Renee Falconetti gives an unforgettable, screen-searing performance in the title role.  Dreyer required Falconetti and the rest of his cast to forego makeup in order to heighten the film's Middle Ages authenticity.  Rudolph Mate's innovative black and white photography, heavy on extreme closeups and odd angles, has inspired generations of cinematographers.

The Blu-ray of The Passion of Joan of Arc boasts numerous extras of historical interest as well as three different music scores by which to watch it.  One is Richard Einhorn's acclaimed oratorio "Voices of Light," which accompanied the film's 1995 release on VHS.  While this is the best regarded option, I enjoyed/appreciated the more recent, percussion-heavy score co-composed by rockers Will Gregory of Goldfrapp and Adrian Utley of Portishead.  The third musical option by Japanese pianist Mie Yanashita is lovely and reflective.  This universally-recognized classic is worth watching with all three scores as well as in its original silent mode.


Fast-forwarding to 1968 is Criterion's spotless, newly restored release of George A. Romero's revolutionary Night of the Living Dead.  The late director's famously low-budget horror hit set the template for all subsequent depictions of zombie uprisings, including today's Walking Dead franchise.  But the film may strike many as more significant or timely than ever due to its not-so-subtle commentary on race relations in the US.  Watching it now as we commemorate the 50th anniversary of Martin Luther King Jr.'s assassination makes this movie that much more relevant.

Largely set in a Pennsylvania farmhouse and its surrounding countryside, the movie depicts uneasy relations among a group of white strangers who have taken refuge from a siege by flesh-hungry undead.  The appearance of a black man (Ben, memorably played by Duane Jones) who is easily the smartest and strongest of them all only serves to heighten tensions.  In the end, the black hero survives only to be killed by a sheriff's posse that shoots without even determining if he is a zombie.
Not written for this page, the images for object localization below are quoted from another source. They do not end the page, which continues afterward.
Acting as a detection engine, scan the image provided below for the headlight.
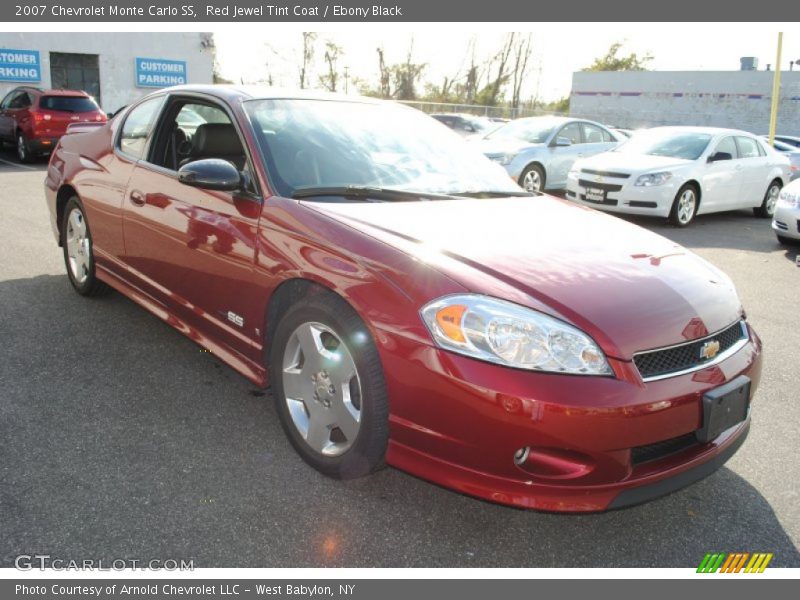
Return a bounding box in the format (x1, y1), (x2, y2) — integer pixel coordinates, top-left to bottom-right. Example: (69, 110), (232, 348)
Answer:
(420, 294), (612, 375)
(634, 171), (673, 187)
(490, 153), (517, 166)
(778, 189), (800, 207)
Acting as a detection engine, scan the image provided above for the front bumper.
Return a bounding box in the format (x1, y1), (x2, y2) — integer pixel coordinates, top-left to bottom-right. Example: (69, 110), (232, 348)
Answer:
(380, 322), (762, 512)
(772, 203), (800, 240)
(565, 172), (678, 218)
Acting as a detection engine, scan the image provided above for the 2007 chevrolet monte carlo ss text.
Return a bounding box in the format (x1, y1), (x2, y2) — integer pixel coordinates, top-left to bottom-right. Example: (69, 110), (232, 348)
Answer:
(44, 85), (762, 512)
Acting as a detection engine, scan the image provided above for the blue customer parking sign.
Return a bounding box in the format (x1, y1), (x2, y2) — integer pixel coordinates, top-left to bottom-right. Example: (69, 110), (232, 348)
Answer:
(135, 57), (187, 88)
(0, 49), (41, 82)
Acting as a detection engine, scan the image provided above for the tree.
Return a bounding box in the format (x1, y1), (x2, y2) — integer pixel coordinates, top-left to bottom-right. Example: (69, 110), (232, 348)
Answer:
(376, 47), (392, 97)
(319, 41), (343, 92)
(582, 42), (652, 72)
(510, 33), (534, 110)
(298, 32), (317, 89)
(391, 42), (426, 100)
(476, 33), (516, 107)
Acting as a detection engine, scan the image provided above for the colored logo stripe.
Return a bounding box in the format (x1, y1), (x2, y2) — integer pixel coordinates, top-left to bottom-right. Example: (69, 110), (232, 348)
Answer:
(697, 553), (773, 573)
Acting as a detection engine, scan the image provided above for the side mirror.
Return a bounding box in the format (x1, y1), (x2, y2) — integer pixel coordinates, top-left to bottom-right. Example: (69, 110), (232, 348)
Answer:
(463, 124), (475, 133)
(554, 136), (572, 147)
(708, 151), (733, 163)
(178, 158), (241, 191)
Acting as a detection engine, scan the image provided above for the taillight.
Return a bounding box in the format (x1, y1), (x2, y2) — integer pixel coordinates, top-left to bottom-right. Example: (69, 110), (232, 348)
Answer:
(33, 112), (51, 122)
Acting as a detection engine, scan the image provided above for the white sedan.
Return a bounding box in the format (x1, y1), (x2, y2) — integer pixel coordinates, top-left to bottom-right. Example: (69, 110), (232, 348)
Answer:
(565, 127), (791, 227)
(773, 178), (800, 245)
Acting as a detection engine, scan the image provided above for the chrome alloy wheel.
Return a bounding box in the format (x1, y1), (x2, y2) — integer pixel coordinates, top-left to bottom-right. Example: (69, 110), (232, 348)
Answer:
(65, 207), (91, 284)
(522, 169), (541, 193)
(281, 322), (362, 457)
(677, 188), (697, 225)
(765, 183), (781, 216)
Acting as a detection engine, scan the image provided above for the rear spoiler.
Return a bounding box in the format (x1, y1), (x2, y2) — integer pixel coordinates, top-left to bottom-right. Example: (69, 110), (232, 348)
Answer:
(66, 121), (105, 134)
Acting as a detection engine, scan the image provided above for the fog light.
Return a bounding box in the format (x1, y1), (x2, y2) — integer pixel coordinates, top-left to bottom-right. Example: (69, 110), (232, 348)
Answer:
(514, 446), (595, 480)
(513, 446), (530, 465)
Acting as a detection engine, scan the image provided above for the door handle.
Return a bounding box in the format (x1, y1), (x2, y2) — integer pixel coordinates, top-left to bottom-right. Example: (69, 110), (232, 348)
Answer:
(129, 190), (146, 207)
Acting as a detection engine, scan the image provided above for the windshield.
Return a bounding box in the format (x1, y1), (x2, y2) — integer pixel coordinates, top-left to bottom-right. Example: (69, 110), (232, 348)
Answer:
(614, 131), (712, 160)
(244, 99), (521, 199)
(484, 118), (557, 144)
(40, 95), (99, 113)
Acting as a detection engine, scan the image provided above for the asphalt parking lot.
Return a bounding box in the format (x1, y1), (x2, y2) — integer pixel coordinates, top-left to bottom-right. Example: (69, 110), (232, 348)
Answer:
(0, 151), (798, 568)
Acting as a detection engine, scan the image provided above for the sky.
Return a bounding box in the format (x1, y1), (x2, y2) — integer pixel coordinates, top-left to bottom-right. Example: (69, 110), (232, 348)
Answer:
(212, 25), (800, 103)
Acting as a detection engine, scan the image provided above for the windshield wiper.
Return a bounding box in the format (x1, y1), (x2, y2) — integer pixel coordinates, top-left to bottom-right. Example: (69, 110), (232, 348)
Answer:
(291, 186), (459, 202)
(449, 190), (536, 198)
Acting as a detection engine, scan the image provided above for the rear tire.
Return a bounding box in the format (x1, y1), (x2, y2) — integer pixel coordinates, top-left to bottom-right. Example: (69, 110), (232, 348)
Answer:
(61, 197), (112, 297)
(668, 184), (699, 227)
(269, 292), (389, 479)
(16, 132), (32, 163)
(754, 180), (781, 218)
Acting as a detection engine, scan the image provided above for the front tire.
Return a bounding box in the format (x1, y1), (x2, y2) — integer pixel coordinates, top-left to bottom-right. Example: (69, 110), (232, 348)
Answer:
(754, 180), (781, 218)
(61, 197), (111, 297)
(519, 164), (545, 193)
(269, 292), (389, 479)
(668, 184), (699, 227)
(777, 234), (797, 246)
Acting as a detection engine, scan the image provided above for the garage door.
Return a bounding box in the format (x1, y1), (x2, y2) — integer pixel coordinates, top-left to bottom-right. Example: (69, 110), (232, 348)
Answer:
(49, 52), (101, 104)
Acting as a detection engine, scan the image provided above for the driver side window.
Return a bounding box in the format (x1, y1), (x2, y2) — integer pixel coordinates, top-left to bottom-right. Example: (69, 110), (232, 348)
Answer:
(558, 123), (582, 145)
(713, 137), (738, 160)
(151, 101), (245, 173)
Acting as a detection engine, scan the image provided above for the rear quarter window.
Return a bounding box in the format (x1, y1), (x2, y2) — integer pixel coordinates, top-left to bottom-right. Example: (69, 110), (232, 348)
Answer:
(40, 96), (99, 113)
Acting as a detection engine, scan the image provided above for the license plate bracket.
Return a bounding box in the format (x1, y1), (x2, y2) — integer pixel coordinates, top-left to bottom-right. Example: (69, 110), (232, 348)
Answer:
(584, 187), (606, 202)
(696, 375), (751, 443)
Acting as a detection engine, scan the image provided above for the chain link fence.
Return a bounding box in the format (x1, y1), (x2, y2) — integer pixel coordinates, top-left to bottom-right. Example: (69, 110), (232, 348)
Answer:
(399, 100), (564, 120)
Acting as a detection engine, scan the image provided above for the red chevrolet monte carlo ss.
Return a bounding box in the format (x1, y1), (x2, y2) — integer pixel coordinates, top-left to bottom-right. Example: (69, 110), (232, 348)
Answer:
(44, 86), (762, 512)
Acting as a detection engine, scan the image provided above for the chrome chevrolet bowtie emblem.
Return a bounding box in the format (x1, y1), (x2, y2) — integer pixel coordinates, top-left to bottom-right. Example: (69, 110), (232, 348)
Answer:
(700, 340), (721, 360)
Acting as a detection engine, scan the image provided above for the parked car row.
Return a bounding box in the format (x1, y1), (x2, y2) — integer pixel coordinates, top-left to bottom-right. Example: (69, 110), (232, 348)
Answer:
(457, 113), (792, 232)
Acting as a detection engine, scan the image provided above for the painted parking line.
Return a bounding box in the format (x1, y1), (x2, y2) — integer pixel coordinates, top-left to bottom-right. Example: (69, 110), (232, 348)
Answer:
(0, 156), (40, 171)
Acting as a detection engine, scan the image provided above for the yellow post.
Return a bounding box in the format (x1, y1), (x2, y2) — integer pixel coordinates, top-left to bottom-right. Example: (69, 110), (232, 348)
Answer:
(768, 32), (783, 146)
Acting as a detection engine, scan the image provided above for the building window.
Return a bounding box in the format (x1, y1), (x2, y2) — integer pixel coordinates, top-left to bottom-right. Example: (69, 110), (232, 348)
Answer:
(49, 52), (101, 105)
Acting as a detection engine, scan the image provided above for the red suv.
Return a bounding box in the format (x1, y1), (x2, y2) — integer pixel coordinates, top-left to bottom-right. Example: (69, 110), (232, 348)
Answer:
(0, 86), (106, 162)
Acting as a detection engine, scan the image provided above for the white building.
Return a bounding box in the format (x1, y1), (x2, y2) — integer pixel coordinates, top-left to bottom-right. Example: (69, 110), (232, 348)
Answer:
(0, 32), (215, 113)
(570, 70), (800, 136)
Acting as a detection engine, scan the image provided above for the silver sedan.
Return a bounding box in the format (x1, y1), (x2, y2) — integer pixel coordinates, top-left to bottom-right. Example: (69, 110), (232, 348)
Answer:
(472, 116), (623, 192)
(773, 178), (800, 244)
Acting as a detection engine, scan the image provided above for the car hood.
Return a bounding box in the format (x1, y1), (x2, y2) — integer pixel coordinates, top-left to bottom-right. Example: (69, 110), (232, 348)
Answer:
(577, 152), (693, 174)
(475, 137), (543, 156)
(305, 196), (742, 359)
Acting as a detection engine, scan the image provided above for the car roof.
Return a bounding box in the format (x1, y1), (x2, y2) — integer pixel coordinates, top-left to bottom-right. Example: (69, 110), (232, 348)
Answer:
(643, 125), (755, 137)
(16, 85), (91, 98)
(149, 84), (387, 106)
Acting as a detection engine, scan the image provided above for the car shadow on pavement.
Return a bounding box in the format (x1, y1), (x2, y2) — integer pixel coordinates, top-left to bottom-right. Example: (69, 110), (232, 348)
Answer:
(1, 274), (798, 569)
(0, 149), (49, 173)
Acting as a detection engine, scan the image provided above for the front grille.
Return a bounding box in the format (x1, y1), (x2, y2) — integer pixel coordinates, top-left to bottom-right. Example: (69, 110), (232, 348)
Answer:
(581, 168), (631, 179)
(577, 179), (623, 193)
(634, 321), (747, 381)
(631, 433), (698, 465)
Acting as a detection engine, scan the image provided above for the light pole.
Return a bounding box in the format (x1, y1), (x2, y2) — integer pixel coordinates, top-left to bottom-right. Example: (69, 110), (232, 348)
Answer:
(768, 32), (783, 146)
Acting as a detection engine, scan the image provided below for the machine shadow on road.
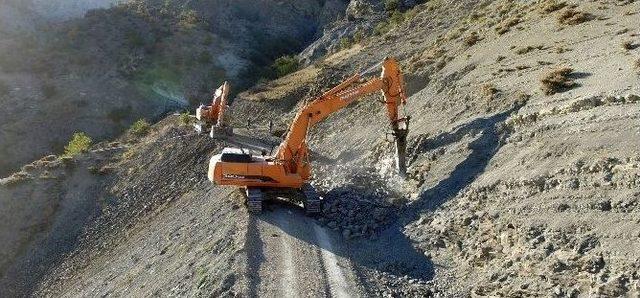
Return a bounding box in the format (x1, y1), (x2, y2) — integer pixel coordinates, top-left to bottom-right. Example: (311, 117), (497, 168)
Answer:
(257, 200), (435, 282)
(244, 215), (266, 297)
The original theatrical release of Night of the Living Dead at the height of the Civil Rights Movement was an unintended but providential occurrence that has helped to make the movie a cross-generational, multi-ethnic phenomenon for five decades now.  Sure, the actors' performances are amateurish at times and I noticed upon re-viewing it that some of the sound editing is off, especially during a fistfight scene.  These are minor criticisms though when held up against this movie's enduring cultural impact.  A new documentary about this, Light in the Darkness, is included as a bonus and features new Oscar winner Guillermo Del Toro among its commentators. Awesome indeed.

Reverend's Ratings:
Ready Player One: A-
The Passion of Joan of Arc (1928): A
Night of the Living Dead (1968): A-

Review by Rev. Chris Carpenter, resident film and stage critic of Movie Dearest and Rage Monthly Magazine.